# anyone taken the i.c.c. masters for new orleans or mississippi?



## mgraw (Jan 14, 2011)

ewing said:


> i failed my first one with a 74 (75 out of 100 to pass). i just passed it this week. I guess my question is how many out there have taken this i.c.c. exam and how did it benefit you?


Why would you take New Orleans test? It is only good in the city. The state test, I believe, is ICC based and is good statewide.


----------



## ewing (Mar 3, 2017)

lack of net worth


----------



## nolabama (Oct 3, 2007)

I failed ICC Master's first attempt. I passed ICC journeyman second attempt. I had no business taking it the first time.


----------



## active1 (Dec 29, 2009)

As far as benefit of ICC master vs journeyman it depends.

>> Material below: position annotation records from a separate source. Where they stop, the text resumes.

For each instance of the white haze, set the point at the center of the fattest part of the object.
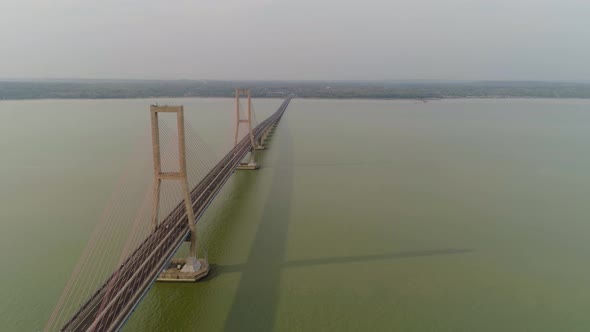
(296, 39)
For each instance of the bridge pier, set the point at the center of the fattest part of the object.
(256, 145)
(192, 265)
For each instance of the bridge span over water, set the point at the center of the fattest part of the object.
(112, 304)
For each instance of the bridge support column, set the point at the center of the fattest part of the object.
(192, 264)
(251, 165)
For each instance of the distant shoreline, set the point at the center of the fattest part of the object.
(421, 91)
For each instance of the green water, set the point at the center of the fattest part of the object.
(456, 215)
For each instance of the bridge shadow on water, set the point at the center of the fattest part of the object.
(257, 295)
(217, 269)
(256, 298)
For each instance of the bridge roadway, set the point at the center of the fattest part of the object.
(112, 304)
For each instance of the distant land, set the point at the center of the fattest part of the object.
(409, 89)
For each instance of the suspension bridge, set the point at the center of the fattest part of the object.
(108, 301)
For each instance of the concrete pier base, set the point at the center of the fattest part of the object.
(248, 166)
(185, 270)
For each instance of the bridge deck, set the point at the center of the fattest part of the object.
(111, 305)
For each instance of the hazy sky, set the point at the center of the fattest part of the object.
(296, 39)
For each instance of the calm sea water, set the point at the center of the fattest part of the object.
(455, 215)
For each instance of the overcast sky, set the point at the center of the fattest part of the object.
(296, 39)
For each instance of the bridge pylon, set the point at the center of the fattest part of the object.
(192, 264)
(256, 145)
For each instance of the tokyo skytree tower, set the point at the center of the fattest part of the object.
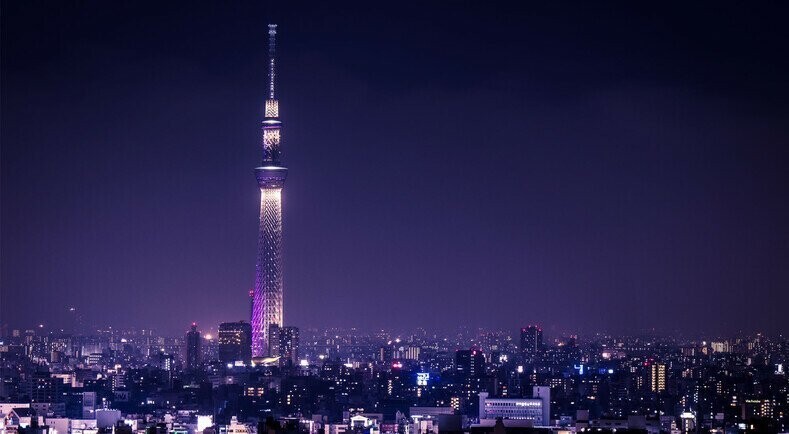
(267, 297)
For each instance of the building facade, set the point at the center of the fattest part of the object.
(234, 342)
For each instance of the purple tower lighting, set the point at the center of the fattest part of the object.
(267, 297)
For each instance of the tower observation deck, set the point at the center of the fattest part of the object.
(267, 296)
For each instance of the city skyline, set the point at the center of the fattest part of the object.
(492, 167)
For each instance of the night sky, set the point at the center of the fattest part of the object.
(588, 166)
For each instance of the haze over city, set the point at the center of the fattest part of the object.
(590, 168)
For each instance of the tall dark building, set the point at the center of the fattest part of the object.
(235, 342)
(193, 350)
(289, 345)
(470, 363)
(531, 341)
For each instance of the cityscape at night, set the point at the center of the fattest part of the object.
(498, 218)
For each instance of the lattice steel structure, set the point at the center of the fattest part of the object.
(267, 296)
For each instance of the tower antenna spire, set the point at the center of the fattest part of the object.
(272, 44)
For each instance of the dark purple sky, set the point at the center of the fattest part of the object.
(586, 166)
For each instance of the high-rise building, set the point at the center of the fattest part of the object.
(289, 345)
(235, 342)
(531, 340)
(470, 363)
(657, 377)
(193, 349)
(274, 336)
(271, 174)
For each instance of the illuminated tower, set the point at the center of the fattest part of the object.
(267, 298)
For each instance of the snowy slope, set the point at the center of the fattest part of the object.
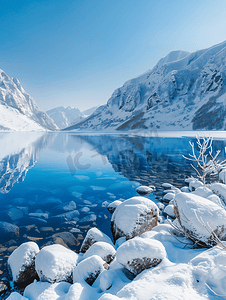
(183, 91)
(18, 111)
(64, 116)
(89, 111)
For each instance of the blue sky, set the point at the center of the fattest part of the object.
(77, 52)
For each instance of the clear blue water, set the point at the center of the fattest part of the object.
(64, 181)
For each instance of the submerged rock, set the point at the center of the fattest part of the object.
(145, 190)
(139, 254)
(194, 213)
(94, 235)
(133, 217)
(8, 231)
(22, 264)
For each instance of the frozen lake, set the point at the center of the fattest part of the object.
(56, 182)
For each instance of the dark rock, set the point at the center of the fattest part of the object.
(8, 231)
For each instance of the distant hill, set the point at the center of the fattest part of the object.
(18, 110)
(184, 91)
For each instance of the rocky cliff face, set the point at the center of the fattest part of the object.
(15, 103)
(183, 91)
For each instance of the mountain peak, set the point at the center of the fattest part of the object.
(184, 91)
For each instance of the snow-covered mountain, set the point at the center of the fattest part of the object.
(183, 91)
(19, 153)
(65, 116)
(89, 111)
(18, 110)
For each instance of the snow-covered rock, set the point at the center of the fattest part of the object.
(176, 94)
(203, 191)
(64, 116)
(55, 263)
(22, 263)
(168, 197)
(89, 269)
(94, 235)
(192, 210)
(214, 198)
(194, 184)
(169, 210)
(113, 205)
(220, 190)
(139, 254)
(209, 268)
(105, 250)
(47, 291)
(185, 189)
(8, 230)
(18, 110)
(145, 190)
(133, 217)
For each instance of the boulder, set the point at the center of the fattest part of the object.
(63, 238)
(22, 264)
(169, 211)
(203, 191)
(194, 184)
(46, 291)
(105, 250)
(139, 254)
(133, 217)
(194, 213)
(55, 263)
(220, 190)
(89, 269)
(222, 176)
(145, 190)
(16, 296)
(94, 235)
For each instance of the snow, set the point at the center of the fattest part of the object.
(90, 267)
(55, 263)
(113, 205)
(127, 213)
(171, 96)
(18, 111)
(222, 176)
(169, 197)
(105, 250)
(193, 209)
(16, 296)
(144, 190)
(139, 248)
(194, 184)
(94, 235)
(46, 291)
(169, 210)
(13, 120)
(220, 190)
(64, 116)
(21, 257)
(203, 191)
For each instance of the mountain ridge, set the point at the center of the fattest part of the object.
(184, 91)
(18, 110)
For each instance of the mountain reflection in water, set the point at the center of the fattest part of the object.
(147, 160)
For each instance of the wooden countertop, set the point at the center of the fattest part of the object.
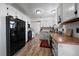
(64, 39)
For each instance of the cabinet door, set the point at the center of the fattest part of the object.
(68, 11)
(59, 14)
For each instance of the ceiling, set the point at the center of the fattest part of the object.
(30, 9)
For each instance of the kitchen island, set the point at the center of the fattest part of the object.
(64, 45)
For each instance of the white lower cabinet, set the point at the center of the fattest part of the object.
(62, 49)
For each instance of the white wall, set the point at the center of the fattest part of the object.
(3, 12)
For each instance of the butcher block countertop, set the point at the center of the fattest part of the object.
(61, 38)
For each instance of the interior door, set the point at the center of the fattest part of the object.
(36, 27)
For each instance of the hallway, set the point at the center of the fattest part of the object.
(32, 48)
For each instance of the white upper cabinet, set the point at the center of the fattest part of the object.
(68, 11)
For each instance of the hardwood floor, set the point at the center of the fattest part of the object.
(32, 48)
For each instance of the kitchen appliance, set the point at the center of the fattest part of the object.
(15, 35)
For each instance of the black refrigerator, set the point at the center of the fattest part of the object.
(15, 35)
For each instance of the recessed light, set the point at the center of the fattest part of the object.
(53, 11)
(38, 11)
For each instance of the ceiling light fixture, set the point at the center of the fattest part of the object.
(38, 11)
(53, 11)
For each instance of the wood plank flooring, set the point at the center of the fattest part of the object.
(32, 48)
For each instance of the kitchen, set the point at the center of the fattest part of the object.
(55, 26)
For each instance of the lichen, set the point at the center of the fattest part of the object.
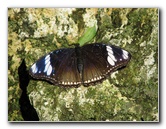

Such as your state and local rules.
Some places a business must have a master electrician as a qualifier.
So if you want to own an electrical contracting business it may be required.
Some companies may need to hire a qualifier. Such as one trade that expanded into others. The owners have no electrical experience, so as a qualifier your valuable to keep the business open. 

A few companies may pay a bit more. Had government contracting work that did. People from states like Cali hated it cause they don't have a master level. They tried making a big thing of it until they were told a Cali electrical contractor license would do. Which nobody had. It can make you more desirable to a prospective employer. Because the card shows you passed a higher level and you actually went the extra step.

Perhaps it could hurt a potential applicant. In that the potential employer may not want to hire a person that has a license that could allow them to start their own shop. Or you got those that would say your overqualified. The kind of people that want to be the smartest in the room and will only hire lower to maybe mid skill level. Due to their own insecurities of their skill and don't want to be called out on their bs. Same situation when you have a lot of years. You see the ads. Wanted journeyman with 4-6 years experience or apprentice with 2-5 years.

Something I learned long ago. Some potential employers will try to beat you up regardless. In any trade if you don't have training, license, cert, or years it's something they will call out. But if you have it, then it doesn't mean anything. You'll hear tests don't mean anything, anyone can get that, you learn on the job not in class, etc. Or they will make you take a test where they have the answers wrong or would have multiple correct answers but say you got it wrong. Well I learned they are just a**h***s. The few times when an employer actually looks at your resume and says "it looks like you're more than qualified", you know you're working with a straight shooter.

As far as the union it makes no difference. For the IBEW the highest level is journeyman wireman.

In Vegas they have the ICC electrical journeyman and masters. But there is no requirements for a master. Not for EC owner, qualifier, nothing. The best it will do is make it easier to prove your qualified to get an EC license, but not required. Our requirements here are so weak a number of electricians have let their license go as it's really not needed here. Vegas (Clark County) reciprocates with nobody, not even Reno. Nothing on the state level.


----------